There have been 43 different men and, so far, no women who have served as the president of the United States. (Note: President Barack Obama’s administration was the 44th presidency, but he is only the 43rd person to hold the office, because President Grover Cleveland was elected to two non-consecutive terms, the 22nd and 24th) Some ex-presidents died shortly after their time in office ended, but a few went on to long post-presidency careers. Eight of the 43 U.S. presidents died in office. After subtracting those eight and one incumbent, we are left with 34 who retired for some amount of time. The shortest retirement was that of James K. Polk; he died three months after leaving the White House.
Which U.S. Presidents Lived the Longest After Their Presidencies?
The longest presidential retirement thus far is that of Jimmy Carter. He is the only ex-president to have had a retirement longer than 33 years.
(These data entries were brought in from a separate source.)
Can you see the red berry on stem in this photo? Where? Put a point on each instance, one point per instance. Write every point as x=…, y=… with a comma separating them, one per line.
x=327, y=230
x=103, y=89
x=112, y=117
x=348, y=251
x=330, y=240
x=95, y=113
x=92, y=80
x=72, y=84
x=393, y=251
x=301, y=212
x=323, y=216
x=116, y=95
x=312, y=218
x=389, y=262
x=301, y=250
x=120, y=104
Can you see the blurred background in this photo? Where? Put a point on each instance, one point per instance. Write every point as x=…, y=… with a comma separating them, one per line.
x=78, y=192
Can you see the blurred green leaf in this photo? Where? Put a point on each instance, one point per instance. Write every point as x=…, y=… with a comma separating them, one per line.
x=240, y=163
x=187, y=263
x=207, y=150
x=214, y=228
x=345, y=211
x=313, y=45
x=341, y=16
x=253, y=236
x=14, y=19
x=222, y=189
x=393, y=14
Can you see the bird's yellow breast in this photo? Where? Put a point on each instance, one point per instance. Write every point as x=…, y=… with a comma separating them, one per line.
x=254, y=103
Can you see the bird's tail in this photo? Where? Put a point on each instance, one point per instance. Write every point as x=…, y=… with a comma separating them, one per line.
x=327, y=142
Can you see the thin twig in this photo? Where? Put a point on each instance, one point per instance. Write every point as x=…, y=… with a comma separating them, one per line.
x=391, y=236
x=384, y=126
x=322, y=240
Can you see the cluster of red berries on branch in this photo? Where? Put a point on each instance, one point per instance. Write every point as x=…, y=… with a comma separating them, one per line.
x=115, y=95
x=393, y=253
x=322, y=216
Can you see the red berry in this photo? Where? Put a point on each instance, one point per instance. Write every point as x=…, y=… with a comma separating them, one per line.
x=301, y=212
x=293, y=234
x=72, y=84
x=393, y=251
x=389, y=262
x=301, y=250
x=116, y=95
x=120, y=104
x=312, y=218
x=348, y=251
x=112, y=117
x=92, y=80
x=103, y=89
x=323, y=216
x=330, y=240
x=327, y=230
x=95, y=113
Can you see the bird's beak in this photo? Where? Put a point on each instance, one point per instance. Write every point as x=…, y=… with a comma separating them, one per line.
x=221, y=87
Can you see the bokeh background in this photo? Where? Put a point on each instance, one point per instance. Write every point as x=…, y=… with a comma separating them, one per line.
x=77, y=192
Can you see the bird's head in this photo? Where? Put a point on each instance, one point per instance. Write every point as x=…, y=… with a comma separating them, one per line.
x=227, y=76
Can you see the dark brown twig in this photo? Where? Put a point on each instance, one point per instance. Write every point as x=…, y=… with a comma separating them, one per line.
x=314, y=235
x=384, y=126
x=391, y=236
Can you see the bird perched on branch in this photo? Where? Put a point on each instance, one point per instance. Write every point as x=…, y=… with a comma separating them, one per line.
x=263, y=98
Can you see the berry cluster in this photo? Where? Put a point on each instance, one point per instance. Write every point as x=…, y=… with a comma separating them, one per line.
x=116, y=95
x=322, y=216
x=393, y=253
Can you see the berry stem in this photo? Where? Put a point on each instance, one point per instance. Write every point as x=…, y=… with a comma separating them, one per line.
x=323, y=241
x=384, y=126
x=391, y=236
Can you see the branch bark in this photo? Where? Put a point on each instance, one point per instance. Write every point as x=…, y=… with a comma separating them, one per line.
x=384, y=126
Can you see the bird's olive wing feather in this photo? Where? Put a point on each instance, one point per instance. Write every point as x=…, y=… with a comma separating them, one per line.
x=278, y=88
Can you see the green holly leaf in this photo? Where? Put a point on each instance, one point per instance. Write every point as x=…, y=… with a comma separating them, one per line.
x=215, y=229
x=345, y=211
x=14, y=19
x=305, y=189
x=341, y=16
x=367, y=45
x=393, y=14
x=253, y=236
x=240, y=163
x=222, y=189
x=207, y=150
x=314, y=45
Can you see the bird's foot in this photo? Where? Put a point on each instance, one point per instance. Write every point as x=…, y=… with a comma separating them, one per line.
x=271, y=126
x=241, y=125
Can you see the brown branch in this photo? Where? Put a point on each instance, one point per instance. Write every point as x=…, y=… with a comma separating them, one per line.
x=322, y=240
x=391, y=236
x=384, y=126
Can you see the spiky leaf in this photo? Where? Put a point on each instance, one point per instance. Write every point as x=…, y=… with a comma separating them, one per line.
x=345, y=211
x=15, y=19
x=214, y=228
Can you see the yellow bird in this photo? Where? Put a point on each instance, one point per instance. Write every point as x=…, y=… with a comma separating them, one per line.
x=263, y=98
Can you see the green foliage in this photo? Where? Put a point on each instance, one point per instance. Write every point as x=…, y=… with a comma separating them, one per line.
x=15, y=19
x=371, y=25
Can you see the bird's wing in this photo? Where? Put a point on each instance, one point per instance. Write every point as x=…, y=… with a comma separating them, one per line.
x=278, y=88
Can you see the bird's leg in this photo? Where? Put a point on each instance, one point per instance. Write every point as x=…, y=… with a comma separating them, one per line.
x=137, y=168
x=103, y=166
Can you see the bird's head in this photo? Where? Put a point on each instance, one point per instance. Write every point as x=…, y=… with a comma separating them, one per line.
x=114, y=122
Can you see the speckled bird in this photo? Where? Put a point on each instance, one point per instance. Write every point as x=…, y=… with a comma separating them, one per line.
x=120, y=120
His presidency ended on January 20, 1981, and throughout the 1980s and 1990s and into the 21st century, he has continued to not just live but also be an active presence in U.S. and international public life. In his “retirement” he has written bestselling books, worked for human rights around the globe, and even won the Nobel Peace Prize.
Until September of 2012, when he was passed by Carter, Herbert Hoover held the record for the longest presidential retirement. Hoover left office in March 1933 and died in 1964; his retirement lasted more than 31 years. Hoover survived the presidency of the man who defeated him, Franklin Delano Roosevelt, even though FDR was elected to four terms. (He unfortunately died in office in 1945.) Hoover outlived predecessors and successors, and he consulted with later presidents including Dwight D. Eisenhower and John F. Kennedy. Hoover was also a prolific writer throughout his post-presidency years.
Gerald Ford had a short presidency, but he enjoyed one of the longest presidential retirements, just under 30 years. He died at age 93, as did Ronald Reagan, but Ford’s lifespan is longer than Reagan’s by more than a month. Ford succeeded to the presidency upon the resignation of Richard Nixon in 1974, and he left office in January of 1977, when Carter was inaugurated. Ford remained active in the Republican Party during his retirement. He and his wife Betty Ford developed an active friendship with Carter and his wife Rosalynn. Ford also wrote a book called A Time to Heal: The Autobiography of Gerald Ford. He is buried at the Gerald R. Ford Presidential Museum in his hometown of Grand Rapids, Michigan.
John Adams was the second president and the first vice-president; he served under George Washington before taking his own turn. After leaving office in 1801, Adams returned to his home state of Massachusetts, where he lived another 25 years and kept up active correspondence. He frequently commented on politics and government affairs of the still young nation. He even lived long enough to see his son, John Quincy Adams, elected the sixth president in 1824. Adams and his lifelong friend Thomas Jefferson both died on July 4, 1826.
George H.W. Bush
The first George Bush was elected in 1988 and his administration lasted from January 1989 through January 1993, when he was succeeded by Bill Clinton. The elder President Bush remained active during retirement with a variety of non-profit and humanitarian work, as well as political endorsements and frequent public appearances. He also famously celebrated his 80th , 85th , and 90th birthdays by skydiving. When he passed away on November 30, 2018, George HW Bush became the longest-lived us president at the age of 94.
Interestingly, the five presidents with the longest retirements are on the short side as far as their time in office goes. Presidents Carter, Hoover, Ford, Adams, and H.W. Bush all served one four-year term or less.